Os impactos da pandemia de covid-19 sobre a economia brasileira são arrasadores, como mostram os indicadores de nível de atividade relativos ao segundo trimestre deste ano. Dados de abril (relativamente ao mesmo mês de 2019) mostram: queda de 15,1% do Produto Interno Bruto (PIB)  –  em medição obtida pelo Índice de Atividade Econômica do Banco Central –; contração de 27,1% no volume de vendas do comércio ampliado – segundo o Instituto Brasileiro de Geografia e Estatística (IBGE) – e redução de 27,2% na produção industrial (IBGE). Como seria de se esperar, os reflexos sobre o mercado de trabalho foram imediatos, com a “destruição” de 1,1 milhão de postos de trabalho com carteira assinada em março e abril – de acordo com os dados do Cadastro Geral de Empregados e Desempregados (Caged). Chama a atenção também os impactos muito diferentes entre os segmentos: no setor de comércio, por exemplo, enquanto nos supermercados, as vendas cresceram 5,8%, o segmento têxtil e vestuário registrou retração de 75,5%.

Em maio e junho deste ano, observamos ligeira melhora em relação ao mês precedente, mas muito longe de evitar uma queda expressiva no segundo trimestre. Isso pode ser observado pela evolução do Índice Cielo do Varejo Ampliado, nas comparações com períodos iguais do ano passado. Em abril, houve diminuição de 36,5% e em maio, caiu mais 30,5%; além de variação quadrissemanal na terceira semana de junho: 24,2% negativos. Observa-se o crescimento de 11,5% nas vendas de automóveis em maio na comparação com abril, mas em relação a maio de 2019 houve retração de 77,8%. Além disso, informações pontuais obtidas junto a lojistas em junho sinalizaram que mesmo após a abertura parcial dos shoppings, as vendas têm sido muito fracas.  
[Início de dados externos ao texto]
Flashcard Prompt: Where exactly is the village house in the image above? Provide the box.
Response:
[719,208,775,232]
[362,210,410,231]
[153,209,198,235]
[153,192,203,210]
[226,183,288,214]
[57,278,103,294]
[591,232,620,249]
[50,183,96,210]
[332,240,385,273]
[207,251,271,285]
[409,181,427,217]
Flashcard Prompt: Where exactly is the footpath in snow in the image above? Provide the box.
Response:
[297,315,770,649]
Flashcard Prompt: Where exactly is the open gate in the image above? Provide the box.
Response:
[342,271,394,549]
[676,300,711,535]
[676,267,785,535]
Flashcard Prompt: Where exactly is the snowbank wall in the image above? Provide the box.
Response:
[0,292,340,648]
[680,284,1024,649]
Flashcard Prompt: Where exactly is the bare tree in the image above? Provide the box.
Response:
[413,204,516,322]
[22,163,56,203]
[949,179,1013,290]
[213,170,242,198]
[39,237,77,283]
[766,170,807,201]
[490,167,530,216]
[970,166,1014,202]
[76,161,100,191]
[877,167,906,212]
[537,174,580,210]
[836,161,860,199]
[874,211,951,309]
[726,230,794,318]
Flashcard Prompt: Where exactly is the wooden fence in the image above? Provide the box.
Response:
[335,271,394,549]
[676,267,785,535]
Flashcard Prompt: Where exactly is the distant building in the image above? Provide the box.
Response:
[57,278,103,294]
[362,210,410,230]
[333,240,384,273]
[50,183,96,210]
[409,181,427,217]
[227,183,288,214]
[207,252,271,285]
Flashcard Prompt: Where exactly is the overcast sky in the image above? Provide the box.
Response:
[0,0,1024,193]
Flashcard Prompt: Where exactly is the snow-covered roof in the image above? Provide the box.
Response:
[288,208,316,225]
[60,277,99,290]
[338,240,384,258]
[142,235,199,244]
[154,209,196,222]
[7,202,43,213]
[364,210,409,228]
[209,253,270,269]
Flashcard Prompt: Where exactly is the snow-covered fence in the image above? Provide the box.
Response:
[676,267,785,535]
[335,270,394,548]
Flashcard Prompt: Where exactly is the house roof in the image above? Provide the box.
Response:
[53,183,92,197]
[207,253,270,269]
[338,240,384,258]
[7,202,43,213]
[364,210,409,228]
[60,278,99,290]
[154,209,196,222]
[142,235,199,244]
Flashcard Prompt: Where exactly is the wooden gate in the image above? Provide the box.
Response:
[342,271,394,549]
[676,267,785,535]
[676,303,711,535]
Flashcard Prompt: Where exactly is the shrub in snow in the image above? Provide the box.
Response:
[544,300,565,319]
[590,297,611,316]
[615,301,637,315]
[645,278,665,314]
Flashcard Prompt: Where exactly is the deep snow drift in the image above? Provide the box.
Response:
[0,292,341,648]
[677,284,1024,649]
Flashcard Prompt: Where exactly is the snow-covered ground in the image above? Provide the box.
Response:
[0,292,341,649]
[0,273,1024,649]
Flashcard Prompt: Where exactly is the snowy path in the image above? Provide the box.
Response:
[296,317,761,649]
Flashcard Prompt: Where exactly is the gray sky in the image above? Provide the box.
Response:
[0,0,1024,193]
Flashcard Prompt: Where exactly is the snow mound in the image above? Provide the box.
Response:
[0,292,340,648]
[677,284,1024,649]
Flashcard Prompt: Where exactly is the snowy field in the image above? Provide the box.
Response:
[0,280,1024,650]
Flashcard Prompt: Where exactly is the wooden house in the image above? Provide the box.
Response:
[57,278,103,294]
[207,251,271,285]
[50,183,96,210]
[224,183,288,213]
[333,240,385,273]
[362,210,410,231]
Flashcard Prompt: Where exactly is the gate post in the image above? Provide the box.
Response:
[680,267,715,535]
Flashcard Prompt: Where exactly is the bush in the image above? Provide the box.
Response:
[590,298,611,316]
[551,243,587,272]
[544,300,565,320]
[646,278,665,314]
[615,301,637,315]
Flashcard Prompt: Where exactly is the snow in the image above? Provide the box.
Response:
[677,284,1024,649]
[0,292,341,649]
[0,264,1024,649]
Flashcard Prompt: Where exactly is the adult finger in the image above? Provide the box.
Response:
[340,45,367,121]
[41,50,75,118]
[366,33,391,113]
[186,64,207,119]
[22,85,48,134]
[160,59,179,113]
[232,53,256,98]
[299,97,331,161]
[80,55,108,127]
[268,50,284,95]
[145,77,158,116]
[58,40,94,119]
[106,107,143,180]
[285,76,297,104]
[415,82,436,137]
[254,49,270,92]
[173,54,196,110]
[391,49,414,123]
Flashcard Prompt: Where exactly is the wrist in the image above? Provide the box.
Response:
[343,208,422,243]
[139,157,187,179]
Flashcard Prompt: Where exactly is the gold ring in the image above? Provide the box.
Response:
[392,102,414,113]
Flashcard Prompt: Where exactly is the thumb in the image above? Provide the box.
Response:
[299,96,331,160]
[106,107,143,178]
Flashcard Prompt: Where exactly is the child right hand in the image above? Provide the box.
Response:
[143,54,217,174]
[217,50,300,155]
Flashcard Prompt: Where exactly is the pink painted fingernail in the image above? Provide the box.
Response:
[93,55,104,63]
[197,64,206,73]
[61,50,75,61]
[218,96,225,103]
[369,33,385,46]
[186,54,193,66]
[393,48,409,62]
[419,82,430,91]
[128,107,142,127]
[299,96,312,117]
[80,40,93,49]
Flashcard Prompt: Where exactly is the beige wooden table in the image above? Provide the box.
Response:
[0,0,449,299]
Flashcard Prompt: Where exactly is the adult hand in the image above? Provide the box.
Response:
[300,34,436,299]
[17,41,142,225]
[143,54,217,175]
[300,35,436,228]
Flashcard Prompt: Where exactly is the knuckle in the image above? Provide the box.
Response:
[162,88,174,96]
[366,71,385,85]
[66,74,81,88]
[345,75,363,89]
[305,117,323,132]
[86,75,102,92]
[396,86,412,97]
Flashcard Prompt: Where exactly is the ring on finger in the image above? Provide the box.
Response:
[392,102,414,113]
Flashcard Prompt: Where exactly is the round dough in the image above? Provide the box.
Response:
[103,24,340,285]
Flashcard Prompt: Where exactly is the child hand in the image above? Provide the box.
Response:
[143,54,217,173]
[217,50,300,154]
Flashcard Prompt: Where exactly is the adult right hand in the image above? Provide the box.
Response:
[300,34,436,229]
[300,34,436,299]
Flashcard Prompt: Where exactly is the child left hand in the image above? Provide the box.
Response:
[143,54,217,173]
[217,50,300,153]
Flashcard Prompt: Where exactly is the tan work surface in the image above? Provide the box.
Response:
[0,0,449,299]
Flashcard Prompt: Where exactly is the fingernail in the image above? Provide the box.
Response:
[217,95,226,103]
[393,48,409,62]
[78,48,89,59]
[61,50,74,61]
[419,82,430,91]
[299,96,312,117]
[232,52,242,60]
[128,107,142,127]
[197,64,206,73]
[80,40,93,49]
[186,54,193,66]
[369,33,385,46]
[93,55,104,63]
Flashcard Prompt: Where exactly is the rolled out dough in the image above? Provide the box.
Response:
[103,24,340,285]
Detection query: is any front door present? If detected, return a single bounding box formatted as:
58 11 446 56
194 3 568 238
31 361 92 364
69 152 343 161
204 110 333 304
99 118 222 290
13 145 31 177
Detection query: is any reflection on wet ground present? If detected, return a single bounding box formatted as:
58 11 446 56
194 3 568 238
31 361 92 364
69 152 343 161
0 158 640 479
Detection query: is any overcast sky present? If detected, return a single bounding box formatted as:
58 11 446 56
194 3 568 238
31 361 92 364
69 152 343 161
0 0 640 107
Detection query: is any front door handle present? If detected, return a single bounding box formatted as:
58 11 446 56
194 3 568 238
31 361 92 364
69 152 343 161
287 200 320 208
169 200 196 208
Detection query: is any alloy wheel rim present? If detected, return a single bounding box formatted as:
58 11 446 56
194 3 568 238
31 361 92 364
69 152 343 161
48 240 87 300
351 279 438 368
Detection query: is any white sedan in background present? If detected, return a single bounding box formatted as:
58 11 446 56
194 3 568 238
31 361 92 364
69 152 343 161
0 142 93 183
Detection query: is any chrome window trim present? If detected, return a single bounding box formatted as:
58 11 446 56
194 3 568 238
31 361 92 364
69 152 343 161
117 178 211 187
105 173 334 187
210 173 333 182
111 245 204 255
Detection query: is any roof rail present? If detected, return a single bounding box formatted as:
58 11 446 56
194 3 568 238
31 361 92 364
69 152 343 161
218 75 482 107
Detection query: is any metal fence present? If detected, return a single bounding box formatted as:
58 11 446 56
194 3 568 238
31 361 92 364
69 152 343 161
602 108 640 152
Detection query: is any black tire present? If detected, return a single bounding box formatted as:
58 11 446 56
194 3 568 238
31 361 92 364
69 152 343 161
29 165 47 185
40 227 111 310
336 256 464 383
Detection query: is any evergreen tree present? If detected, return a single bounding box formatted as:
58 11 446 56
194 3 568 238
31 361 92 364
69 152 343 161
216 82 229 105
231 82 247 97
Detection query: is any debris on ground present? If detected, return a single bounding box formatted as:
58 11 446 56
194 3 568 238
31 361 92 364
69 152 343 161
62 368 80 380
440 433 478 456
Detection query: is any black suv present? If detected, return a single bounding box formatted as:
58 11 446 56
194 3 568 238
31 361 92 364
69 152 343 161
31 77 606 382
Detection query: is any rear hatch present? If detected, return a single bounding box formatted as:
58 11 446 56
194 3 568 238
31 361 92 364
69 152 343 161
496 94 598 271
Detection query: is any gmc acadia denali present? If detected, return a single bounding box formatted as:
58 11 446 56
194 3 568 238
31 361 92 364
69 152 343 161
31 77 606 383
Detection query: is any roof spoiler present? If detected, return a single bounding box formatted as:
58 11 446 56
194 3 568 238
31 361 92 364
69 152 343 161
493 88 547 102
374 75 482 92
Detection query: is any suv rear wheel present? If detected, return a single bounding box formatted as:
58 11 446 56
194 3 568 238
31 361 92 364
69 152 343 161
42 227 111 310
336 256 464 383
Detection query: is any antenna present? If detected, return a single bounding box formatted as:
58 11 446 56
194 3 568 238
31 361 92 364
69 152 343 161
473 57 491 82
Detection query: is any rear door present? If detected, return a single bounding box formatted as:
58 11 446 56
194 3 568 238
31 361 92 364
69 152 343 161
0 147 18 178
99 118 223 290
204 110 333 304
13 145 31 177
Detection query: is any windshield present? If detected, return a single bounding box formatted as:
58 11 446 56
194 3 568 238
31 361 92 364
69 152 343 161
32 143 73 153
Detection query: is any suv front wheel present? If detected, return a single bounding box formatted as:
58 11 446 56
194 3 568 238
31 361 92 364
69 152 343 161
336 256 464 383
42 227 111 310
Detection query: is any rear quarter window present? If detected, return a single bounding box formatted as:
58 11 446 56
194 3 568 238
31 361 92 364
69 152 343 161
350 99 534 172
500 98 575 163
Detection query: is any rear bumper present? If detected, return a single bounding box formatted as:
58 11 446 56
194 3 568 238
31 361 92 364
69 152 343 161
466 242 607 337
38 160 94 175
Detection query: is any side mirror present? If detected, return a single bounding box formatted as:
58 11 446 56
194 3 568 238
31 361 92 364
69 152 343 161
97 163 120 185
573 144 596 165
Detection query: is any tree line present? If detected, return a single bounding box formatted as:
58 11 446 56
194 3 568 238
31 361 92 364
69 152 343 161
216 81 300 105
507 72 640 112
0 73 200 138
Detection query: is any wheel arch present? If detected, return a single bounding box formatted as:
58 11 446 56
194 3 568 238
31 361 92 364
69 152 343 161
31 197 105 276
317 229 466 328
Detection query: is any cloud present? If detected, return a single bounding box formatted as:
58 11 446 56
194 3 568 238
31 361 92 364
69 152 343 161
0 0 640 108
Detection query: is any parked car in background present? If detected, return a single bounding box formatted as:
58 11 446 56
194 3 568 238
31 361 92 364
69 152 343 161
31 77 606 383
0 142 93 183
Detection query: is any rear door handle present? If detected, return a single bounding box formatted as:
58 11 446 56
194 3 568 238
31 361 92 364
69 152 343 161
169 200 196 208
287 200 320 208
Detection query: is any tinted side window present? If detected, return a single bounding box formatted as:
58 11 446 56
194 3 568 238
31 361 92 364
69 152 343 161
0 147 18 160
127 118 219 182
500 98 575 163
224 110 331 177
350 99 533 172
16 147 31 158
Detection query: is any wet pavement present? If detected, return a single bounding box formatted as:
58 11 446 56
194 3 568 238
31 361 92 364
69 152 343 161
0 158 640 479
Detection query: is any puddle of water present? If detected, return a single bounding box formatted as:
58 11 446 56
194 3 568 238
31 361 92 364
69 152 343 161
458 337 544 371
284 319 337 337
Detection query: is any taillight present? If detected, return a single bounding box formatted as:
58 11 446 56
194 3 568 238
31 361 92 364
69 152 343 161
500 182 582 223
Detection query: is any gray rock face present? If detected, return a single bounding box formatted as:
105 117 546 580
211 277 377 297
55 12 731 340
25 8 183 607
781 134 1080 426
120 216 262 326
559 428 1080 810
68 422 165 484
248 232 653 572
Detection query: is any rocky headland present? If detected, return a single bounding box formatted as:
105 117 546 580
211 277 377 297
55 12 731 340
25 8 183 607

O que esperar para os próximos meses? Como há capacidade ociosa na economia brasileira, o nível de atividade dos próximos meses será determinado basicamente pelo consumo das famílias, que representa 67% da demanda agregada. Decerto vai ocorrer um aumento do consumo à medida em que as normas de isolamento forem relaxando, o que significa dizer que o segundo trimestre foi o “fundo do poço”. É importante observar, porém, que a velocidade de crescimento não será acelerada.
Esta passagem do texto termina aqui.